IMPORTANT AND RARE EGYPTIAN PORTICO CLOCK
in patinated and gilded bronze, with six columns resting on a rectangular base supported by four small runners. Richly ornamented with various ormolu figures, seated naophore, bulls, canopic vase, Horus falcons, winged disk and criocephalus capitals. The whole appears to be inspired by the Isiac table from Turin.
Enamel dial signed "Bailly à Paris".
(Accident to the enamel)
Height: 63 cm - Width: 35 cm - Depth: 15 cm
Biography :
Jean François BAILLY, watchmaker in Paris (1807)
Born into an important dynasty of watchmakers active in the second half of the 18th century, he had to train in the family workshop and set up shop on rue de la Loi (now rue de Richelieu) in the early years of the 19th century.
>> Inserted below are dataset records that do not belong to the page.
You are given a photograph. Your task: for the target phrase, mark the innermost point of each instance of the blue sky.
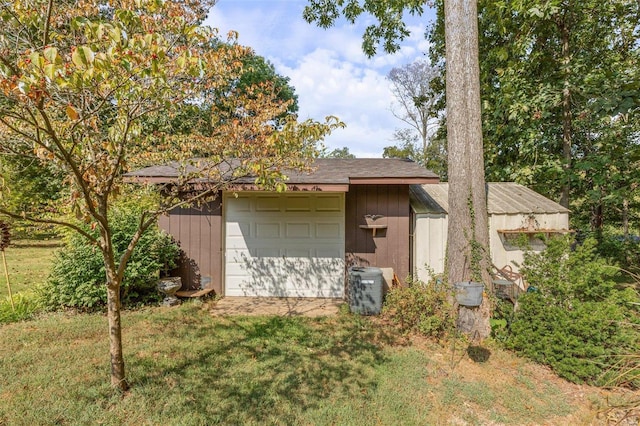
(330, 73)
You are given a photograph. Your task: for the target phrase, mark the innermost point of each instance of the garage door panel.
(299, 203)
(328, 230)
(268, 230)
(297, 249)
(329, 203)
(298, 230)
(267, 203)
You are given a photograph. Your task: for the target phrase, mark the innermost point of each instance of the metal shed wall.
(389, 248)
(504, 250)
(511, 207)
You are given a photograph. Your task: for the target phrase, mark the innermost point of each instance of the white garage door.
(284, 245)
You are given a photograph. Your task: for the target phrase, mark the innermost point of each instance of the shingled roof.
(327, 171)
(502, 198)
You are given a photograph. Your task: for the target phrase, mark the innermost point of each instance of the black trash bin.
(365, 290)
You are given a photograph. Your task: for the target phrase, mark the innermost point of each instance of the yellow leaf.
(72, 113)
(51, 53)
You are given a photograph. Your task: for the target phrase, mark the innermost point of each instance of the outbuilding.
(517, 218)
(297, 243)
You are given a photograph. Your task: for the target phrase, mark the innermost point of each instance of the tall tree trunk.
(625, 218)
(567, 119)
(118, 379)
(468, 235)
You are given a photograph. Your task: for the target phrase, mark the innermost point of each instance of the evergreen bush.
(421, 308)
(77, 279)
(579, 321)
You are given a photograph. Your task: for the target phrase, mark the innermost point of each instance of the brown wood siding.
(390, 247)
(199, 234)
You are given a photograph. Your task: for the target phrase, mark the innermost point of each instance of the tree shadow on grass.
(259, 370)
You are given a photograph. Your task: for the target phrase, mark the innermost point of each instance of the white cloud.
(328, 69)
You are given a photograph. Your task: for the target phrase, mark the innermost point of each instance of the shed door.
(284, 245)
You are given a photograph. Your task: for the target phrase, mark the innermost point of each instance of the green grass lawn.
(187, 367)
(28, 263)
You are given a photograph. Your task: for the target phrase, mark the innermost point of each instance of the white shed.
(515, 213)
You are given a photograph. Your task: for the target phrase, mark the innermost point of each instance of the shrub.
(25, 305)
(421, 308)
(77, 278)
(578, 321)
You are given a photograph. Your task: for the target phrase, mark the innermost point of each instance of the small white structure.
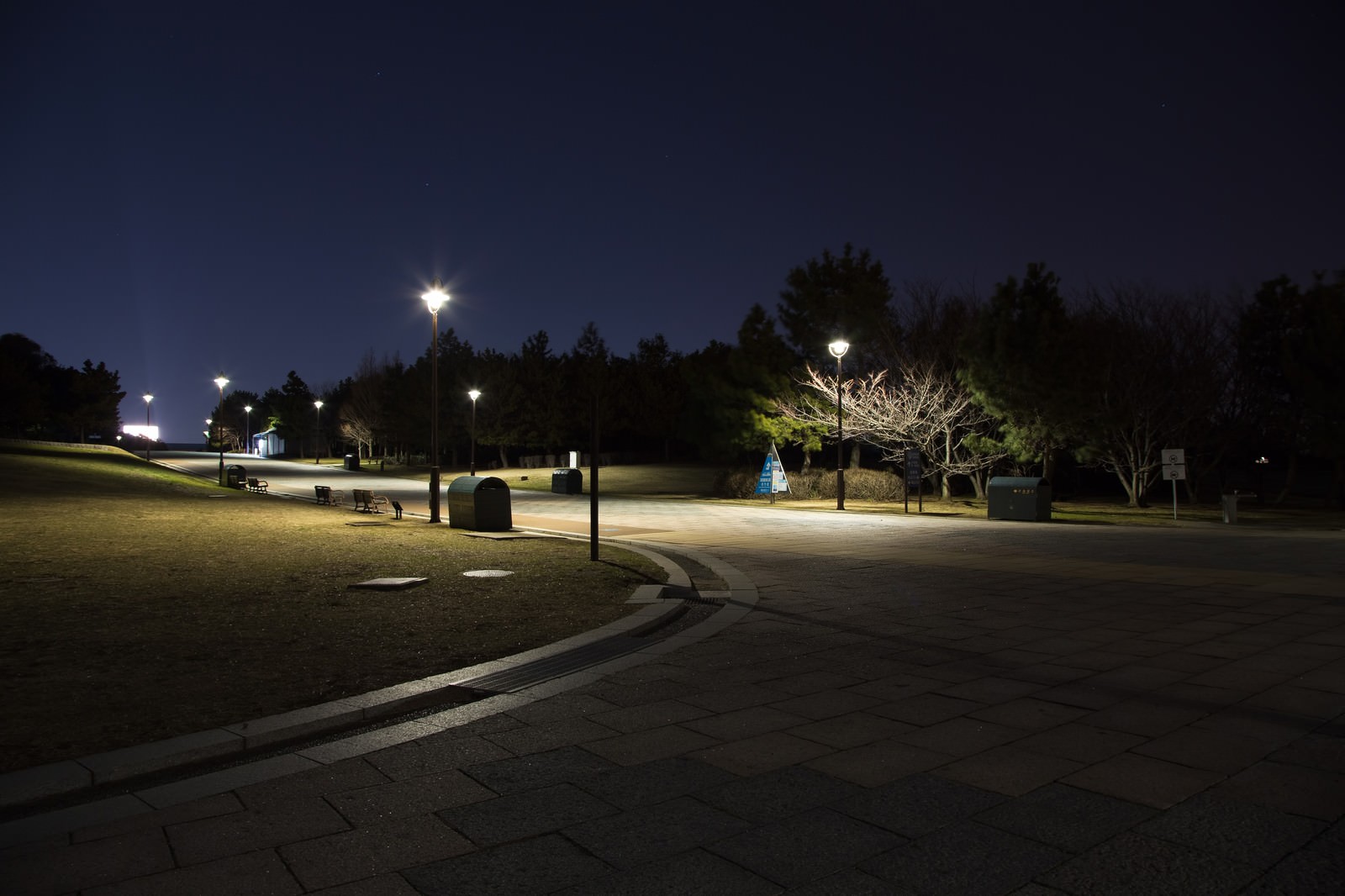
(268, 444)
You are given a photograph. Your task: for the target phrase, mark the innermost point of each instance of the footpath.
(871, 704)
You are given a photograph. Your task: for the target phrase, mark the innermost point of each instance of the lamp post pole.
(435, 298)
(219, 425)
(148, 439)
(474, 394)
(318, 430)
(838, 350)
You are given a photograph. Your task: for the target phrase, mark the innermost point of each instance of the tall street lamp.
(474, 394)
(148, 439)
(318, 430)
(435, 298)
(221, 382)
(838, 350)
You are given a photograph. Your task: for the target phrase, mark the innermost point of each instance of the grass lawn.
(138, 606)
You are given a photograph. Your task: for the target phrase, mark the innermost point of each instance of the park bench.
(370, 503)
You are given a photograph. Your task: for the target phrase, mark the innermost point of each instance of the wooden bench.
(367, 502)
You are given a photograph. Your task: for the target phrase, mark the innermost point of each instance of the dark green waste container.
(568, 481)
(1019, 498)
(481, 503)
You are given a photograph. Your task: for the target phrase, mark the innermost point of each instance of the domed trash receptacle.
(1019, 498)
(479, 503)
(567, 481)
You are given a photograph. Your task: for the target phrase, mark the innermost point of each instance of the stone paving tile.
(645, 746)
(764, 752)
(926, 709)
(525, 814)
(778, 794)
(374, 849)
(1067, 817)
(744, 723)
(1009, 770)
(1291, 788)
(852, 730)
(965, 860)
(806, 846)
(654, 782)
(878, 763)
(665, 712)
(533, 867)
(1142, 779)
(434, 755)
(60, 868)
(410, 797)
(962, 736)
(275, 825)
(692, 873)
(537, 770)
(256, 873)
(652, 833)
(1237, 830)
(918, 804)
(1317, 751)
(1029, 714)
(1133, 864)
(1204, 748)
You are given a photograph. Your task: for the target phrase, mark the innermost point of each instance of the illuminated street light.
(435, 299)
(474, 394)
(148, 437)
(318, 435)
(838, 350)
(221, 382)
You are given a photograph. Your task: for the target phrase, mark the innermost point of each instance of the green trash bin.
(481, 503)
(1019, 498)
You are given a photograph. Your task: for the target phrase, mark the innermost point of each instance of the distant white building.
(268, 444)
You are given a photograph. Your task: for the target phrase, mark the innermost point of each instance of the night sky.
(261, 187)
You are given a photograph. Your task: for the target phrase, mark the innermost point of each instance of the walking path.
(884, 704)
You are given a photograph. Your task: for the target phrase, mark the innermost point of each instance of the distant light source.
(435, 299)
(838, 350)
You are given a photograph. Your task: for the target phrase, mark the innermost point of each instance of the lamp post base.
(434, 494)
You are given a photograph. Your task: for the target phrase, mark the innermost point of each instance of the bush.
(817, 485)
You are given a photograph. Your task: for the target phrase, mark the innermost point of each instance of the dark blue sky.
(261, 187)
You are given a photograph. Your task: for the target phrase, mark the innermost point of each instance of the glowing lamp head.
(435, 298)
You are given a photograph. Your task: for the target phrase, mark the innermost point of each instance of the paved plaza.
(854, 704)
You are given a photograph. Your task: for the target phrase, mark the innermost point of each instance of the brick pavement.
(911, 705)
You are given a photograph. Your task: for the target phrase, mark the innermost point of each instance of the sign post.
(915, 478)
(1174, 468)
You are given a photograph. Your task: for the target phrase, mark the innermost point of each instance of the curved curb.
(69, 777)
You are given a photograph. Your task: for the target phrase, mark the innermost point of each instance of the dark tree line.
(42, 400)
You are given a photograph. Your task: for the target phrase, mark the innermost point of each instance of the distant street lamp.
(318, 427)
(435, 299)
(474, 394)
(148, 437)
(838, 350)
(219, 428)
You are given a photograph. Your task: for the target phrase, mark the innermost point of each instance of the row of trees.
(1021, 381)
(42, 400)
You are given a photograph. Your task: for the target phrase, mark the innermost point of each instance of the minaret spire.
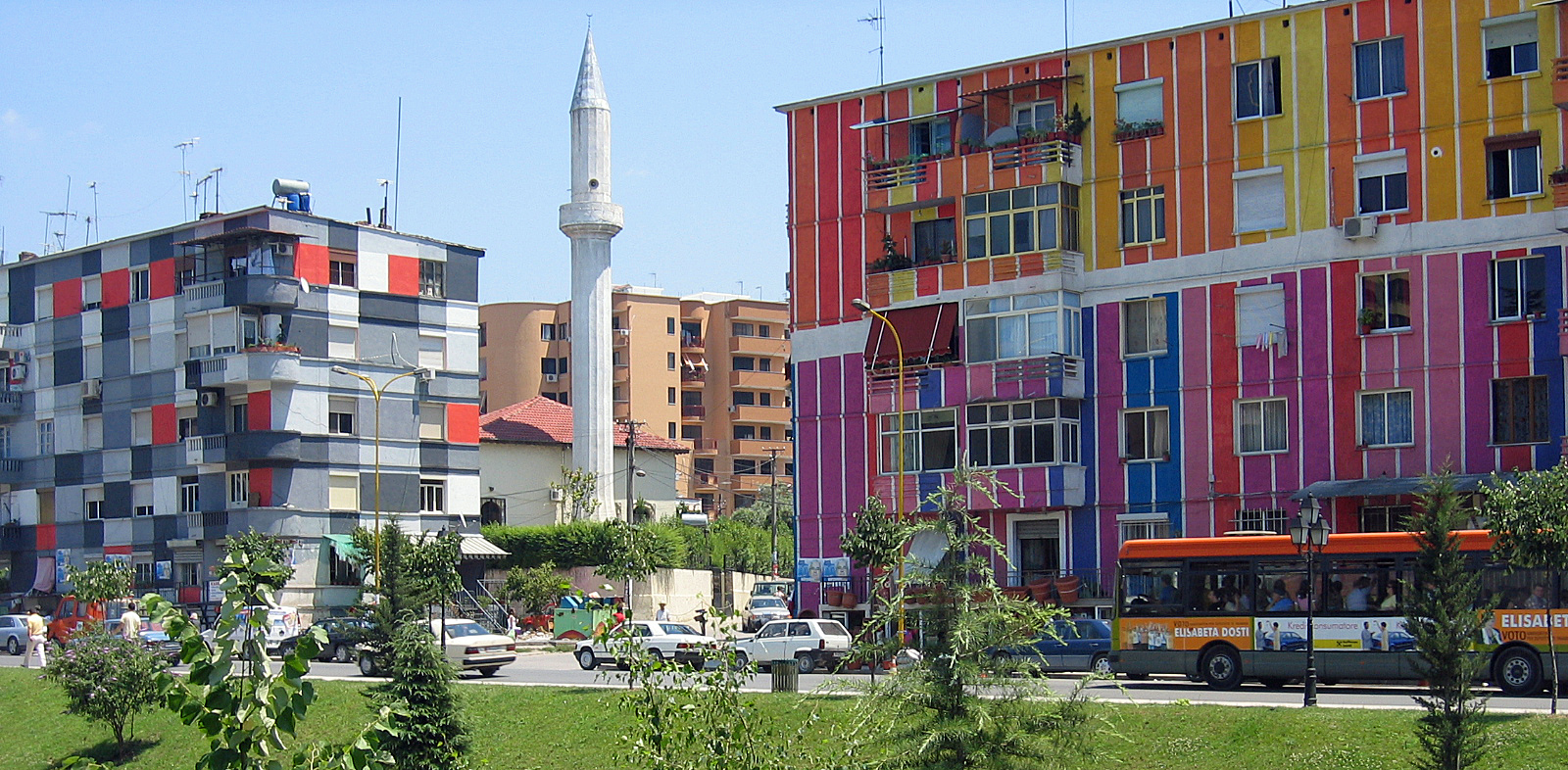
(590, 219)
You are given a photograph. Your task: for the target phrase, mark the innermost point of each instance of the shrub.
(107, 679)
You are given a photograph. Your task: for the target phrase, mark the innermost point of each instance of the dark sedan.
(1068, 645)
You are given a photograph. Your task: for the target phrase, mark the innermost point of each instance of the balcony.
(206, 451)
(755, 380)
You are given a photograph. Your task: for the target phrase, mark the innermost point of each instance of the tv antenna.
(185, 176)
(878, 21)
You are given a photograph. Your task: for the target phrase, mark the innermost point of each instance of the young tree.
(1529, 526)
(1445, 623)
(107, 679)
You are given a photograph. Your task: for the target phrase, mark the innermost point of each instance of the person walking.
(36, 639)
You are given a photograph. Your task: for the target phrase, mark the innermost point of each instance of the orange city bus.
(1230, 608)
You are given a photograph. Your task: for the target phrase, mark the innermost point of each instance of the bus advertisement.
(1231, 608)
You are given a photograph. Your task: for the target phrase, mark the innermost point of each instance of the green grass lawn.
(541, 728)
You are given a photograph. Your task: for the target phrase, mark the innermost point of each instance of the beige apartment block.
(710, 370)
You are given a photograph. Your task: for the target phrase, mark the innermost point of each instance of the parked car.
(342, 637)
(466, 645)
(1070, 645)
(812, 644)
(668, 640)
(760, 610)
(13, 632)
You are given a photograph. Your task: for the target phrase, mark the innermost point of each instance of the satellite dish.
(1003, 135)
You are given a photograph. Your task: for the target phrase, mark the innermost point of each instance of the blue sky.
(104, 93)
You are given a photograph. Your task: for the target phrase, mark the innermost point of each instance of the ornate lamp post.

He quickly distinguished himself for the quality of his creations and became "Watchmaker to LL. MM. II. et RR. (Watchmaker to Their Imperial and Royal Majesties), working for Emperor Napoleon. He delivered numerous clocks for the Imperial Garde-Meuble, and obtained the privilege of maintaining the clocks in some of the Emperor's palaces and châteaux. He retired from business a few years after the fall of Napoleon.
Related work :
Musée national du palais de Compiègne, portico clock by Bailly Paris, 1807, marble and bronze, height 62 cm ([1894 A] C.654C).
Bibliography :
TARDY, Dictionnaire des horlogers parisiens, Paris, 1971, p.24.
Thomas HOPE, Household Furniture and Interior Decoration, executed from designs by Thomas Hope, London, 180, pl. VII and XIII. See Egyptomania, op. cit. n° 102, p. 192.